Friday, February 29, 2008

the letting go

If I think about the twins these days, it's mostly to marvel at the way grief recedes like a tide going out, leaving me walking on sand where there was once only water. Dickinson had it exactly right when she said that, eventually, even great pain is:

Remembered, if outlived,
As Freezing persons, recollect the Snow —
First — Chill — then Stupor — then the letting go.
Calliope is using today -- February's grace note, this afterthought intercalated into the year's usual rhythms -- to reflect on the maybes and the what ifs, what should have been and what almost was. She's collecting links to other posts doing the same. Add your own, if you like. Then take a few moments to listen as Kami imagines the color of her son's eyes and let AMS show you the heart-shaped hollow her twins left behind.

7 comments:

YummySushiPjs said...

I love this post and everything about it.
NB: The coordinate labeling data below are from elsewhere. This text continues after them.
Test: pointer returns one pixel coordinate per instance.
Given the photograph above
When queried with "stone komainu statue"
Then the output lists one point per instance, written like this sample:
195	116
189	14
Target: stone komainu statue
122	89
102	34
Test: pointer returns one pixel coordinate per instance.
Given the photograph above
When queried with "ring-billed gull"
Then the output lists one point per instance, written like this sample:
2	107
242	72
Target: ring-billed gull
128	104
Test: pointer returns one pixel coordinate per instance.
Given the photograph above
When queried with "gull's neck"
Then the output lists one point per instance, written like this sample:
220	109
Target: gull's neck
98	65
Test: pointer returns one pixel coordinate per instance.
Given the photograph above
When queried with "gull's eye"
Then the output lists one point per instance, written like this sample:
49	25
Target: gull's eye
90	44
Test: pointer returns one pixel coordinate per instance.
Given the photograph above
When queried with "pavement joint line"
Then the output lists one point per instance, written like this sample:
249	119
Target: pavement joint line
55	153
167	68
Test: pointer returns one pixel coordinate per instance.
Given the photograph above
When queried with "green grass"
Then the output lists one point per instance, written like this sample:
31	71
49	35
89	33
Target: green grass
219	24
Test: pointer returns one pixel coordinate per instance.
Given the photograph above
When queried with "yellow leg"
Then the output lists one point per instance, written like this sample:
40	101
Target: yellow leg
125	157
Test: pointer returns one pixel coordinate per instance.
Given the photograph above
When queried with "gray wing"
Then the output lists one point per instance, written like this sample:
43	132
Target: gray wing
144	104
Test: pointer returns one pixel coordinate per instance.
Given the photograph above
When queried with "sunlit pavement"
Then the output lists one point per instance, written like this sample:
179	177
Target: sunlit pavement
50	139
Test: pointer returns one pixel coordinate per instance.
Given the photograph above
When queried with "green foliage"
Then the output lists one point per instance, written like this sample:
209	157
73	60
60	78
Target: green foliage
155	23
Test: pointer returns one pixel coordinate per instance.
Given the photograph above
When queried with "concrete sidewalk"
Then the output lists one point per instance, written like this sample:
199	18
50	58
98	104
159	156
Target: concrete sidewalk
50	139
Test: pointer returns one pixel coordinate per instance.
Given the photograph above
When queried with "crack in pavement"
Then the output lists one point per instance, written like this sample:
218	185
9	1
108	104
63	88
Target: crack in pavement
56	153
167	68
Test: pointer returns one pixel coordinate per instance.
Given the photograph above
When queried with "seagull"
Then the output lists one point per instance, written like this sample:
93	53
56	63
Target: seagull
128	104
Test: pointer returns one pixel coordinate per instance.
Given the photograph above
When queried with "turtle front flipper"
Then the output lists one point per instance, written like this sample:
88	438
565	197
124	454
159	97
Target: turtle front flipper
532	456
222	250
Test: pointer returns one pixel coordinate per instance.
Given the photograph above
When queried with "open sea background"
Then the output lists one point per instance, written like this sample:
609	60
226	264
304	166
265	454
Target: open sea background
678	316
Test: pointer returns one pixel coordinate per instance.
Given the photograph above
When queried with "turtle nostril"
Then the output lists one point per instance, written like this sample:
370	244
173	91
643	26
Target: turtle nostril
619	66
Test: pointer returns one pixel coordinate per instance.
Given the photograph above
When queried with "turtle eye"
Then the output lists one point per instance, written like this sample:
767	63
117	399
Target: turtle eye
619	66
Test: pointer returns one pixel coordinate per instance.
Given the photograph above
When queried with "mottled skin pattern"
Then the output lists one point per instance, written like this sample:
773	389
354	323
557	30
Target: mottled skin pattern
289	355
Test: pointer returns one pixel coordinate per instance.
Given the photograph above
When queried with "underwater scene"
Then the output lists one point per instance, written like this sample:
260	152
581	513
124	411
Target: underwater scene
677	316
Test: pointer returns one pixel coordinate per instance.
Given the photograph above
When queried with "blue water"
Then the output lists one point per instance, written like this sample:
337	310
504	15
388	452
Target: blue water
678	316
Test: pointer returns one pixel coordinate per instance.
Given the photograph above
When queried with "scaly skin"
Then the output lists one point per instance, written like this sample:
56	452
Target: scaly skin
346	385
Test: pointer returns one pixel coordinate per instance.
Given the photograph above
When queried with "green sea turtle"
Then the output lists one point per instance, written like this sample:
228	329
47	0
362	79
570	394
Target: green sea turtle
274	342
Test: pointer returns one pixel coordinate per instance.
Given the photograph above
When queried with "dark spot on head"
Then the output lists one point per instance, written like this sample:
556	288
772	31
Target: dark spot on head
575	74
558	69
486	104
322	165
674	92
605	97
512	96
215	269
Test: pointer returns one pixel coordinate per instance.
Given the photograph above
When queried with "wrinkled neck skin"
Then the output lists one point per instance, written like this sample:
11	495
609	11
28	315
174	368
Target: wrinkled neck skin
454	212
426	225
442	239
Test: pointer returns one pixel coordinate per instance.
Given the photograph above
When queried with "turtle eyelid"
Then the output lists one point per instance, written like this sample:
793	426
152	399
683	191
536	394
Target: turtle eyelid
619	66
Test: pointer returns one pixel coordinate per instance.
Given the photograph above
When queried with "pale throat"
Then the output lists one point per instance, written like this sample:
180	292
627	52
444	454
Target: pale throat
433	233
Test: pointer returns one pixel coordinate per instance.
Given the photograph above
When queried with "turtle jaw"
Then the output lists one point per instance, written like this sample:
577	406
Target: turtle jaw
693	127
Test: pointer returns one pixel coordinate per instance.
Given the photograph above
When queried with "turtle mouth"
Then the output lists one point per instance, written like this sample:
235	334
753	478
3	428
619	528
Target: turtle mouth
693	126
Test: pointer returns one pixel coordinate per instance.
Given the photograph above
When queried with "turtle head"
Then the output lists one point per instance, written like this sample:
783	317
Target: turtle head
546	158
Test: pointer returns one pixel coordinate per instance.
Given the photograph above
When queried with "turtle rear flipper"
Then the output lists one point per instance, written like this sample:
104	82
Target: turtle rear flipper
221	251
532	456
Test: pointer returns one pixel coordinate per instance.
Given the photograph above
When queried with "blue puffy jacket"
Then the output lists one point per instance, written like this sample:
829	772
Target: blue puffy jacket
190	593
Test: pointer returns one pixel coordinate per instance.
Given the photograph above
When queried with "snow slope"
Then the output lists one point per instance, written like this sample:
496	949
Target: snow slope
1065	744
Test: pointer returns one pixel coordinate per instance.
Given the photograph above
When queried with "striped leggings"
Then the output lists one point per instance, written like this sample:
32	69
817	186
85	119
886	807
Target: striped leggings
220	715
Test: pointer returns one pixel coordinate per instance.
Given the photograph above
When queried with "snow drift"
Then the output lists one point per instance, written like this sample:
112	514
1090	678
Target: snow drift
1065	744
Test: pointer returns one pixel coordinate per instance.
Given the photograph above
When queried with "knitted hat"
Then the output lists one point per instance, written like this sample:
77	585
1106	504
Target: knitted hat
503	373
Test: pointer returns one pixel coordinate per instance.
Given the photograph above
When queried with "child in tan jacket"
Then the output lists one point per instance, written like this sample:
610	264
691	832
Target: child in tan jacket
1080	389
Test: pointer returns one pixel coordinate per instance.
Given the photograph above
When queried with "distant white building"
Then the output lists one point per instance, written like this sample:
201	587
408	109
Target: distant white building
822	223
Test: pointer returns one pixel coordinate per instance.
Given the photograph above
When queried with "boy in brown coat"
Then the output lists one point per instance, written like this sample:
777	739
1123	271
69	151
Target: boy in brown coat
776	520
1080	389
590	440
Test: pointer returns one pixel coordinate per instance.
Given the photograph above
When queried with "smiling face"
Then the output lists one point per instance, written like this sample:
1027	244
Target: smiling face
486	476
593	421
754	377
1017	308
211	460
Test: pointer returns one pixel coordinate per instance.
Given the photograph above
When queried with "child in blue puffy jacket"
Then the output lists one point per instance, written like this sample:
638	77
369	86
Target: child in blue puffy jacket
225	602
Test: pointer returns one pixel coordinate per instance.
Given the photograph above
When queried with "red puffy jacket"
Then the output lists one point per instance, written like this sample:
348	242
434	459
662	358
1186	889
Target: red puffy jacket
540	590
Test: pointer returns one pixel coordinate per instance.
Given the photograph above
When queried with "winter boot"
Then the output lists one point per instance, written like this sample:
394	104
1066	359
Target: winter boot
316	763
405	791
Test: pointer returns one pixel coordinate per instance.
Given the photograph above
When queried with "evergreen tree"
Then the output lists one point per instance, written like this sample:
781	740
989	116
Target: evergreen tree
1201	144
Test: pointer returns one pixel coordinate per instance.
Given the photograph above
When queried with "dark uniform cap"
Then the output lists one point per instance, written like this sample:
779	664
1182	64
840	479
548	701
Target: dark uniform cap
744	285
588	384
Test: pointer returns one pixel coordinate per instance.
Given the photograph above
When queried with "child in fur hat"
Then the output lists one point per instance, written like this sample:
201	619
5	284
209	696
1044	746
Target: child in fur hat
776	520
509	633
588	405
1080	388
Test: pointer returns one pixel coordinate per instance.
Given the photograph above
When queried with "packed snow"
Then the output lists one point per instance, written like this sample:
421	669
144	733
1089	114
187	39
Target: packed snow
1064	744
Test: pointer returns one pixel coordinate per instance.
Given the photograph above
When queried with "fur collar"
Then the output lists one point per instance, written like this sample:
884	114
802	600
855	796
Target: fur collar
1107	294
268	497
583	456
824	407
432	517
I love the quote, and the beautiful links.

Thanks!

Anonymous said...

I have never seen that quotation before. She always gets it right somehow.

xo

Caro said...

I'm glad it's receding.

XX

Pamela T. said...

Dickinson's verses capture it so well ... very sorry to hear about the delay in your cycle.

Julia said...

For me, grief does go out most times, but sometimes I find the tide has turned, and, unexpectedly, there is water all around. Again.

Ms. Planner said...

Thank you, Niobe, for your suggestion from Calliope's blog on this imperfect day.

I am so sorry to hear about the cycle getting pushed back. And I think you have every right to have a good cry. Sometimes the stress and the waiting gets to be too much to bear. Thinking of you...

Virginia said...

One of my favorite poems; I've never figured out how one who lived so solitary a life could speak so well of suffering. Perhaps she suffered greatly too, I don't know. But yes, there comes a letting go, after a time, and though life will never be the same again, there is life.